Phil Hughes

Personal information
- Full name: Philip Heywood Hughes
- Born: 17 June 1991 (age 35) Southampton, Hampshire, England
- Height: 6 ft 0 in (1.83 m)
- Batting: Right-handed
- Bowling: Right-arm medium
- Role: Batsman

Domestic team information
- 2010–2015: Cambridge MCCU
- 2010–2015: Cambridge University

Career statistics
| Competition | First-class |
| Matches | 11 |
| Runs scored | 500 |
| Batting average | 29.41 |
| 100s/50s | 0/4 |
| Top score | 92 |
| Catches/stumpings | 2/– |
- Source: Cricinfo, 5 July 2015

= Phil Hughes (English cricketer) =

English cricketer

Philip Heywood Hughes (born 17 June 1991) is an English cricketer. Hughes is a right-handed batsman who bowls right arm medium pace. He was born in Southampton, Hampshire and educated at The Romsey School and Peter Symonds College.

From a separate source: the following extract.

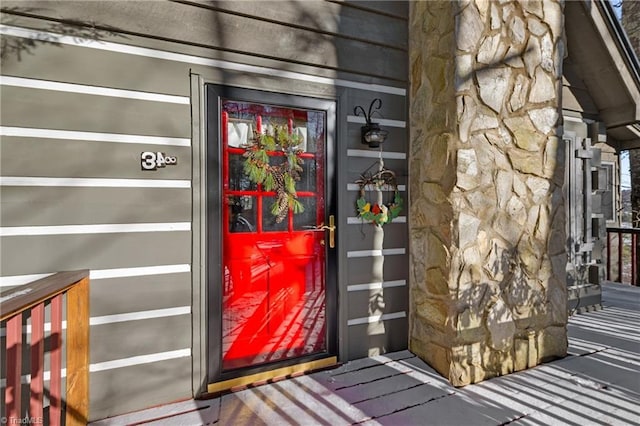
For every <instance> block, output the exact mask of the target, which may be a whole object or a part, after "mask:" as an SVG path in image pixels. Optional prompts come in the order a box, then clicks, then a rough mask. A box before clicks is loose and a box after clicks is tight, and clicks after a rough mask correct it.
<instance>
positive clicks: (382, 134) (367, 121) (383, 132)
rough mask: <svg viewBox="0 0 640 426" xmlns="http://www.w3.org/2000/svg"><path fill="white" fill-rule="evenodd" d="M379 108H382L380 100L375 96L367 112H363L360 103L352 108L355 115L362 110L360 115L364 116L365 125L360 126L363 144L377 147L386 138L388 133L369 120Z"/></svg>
mask: <svg viewBox="0 0 640 426" xmlns="http://www.w3.org/2000/svg"><path fill="white" fill-rule="evenodd" d="M374 106H375V109H374ZM380 108H382V100H381V99H380V98H375V99H374V100H372V101H371V104H370V105H369V112H368V113H367V112H365V110H364V108H362V107H361V106H360V105H358V106H356V107H355V108H354V109H353V113H354V114H355V115H359V114H360V112H362V115H363V116H364V119H365V121H366V125H364V126H362V128H361V137H362V139H361V142H362V143H363V144H365V145H369V147H370V148H377V147H379V146H380V144H381V143H382V142H384V141H385V139H386V138H387V134H388V133H389V132H387V131H386V130H382V129H381V128H380V126H379V125H378V123H372V122H371V116H372V115H373V113H374V112H376V111H378V110H380ZM378 114H380V113H378Z"/></svg>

While studying for his degree at Cambridge University, Hughes made his first-class cricket debut for Cambridge MCCU against Sussex in 2010. In that same season he played in the University Match between Cambridge University Cricket Club and Oxford University Cricket Club. During the 2011 season, he made three further first-class appearances for Cambridge MCCU, and once again appeared in that seasons University Match. Hughes struggled against top-class opponents, scoring 91 runs at an average of 15.16, with a high score of 32.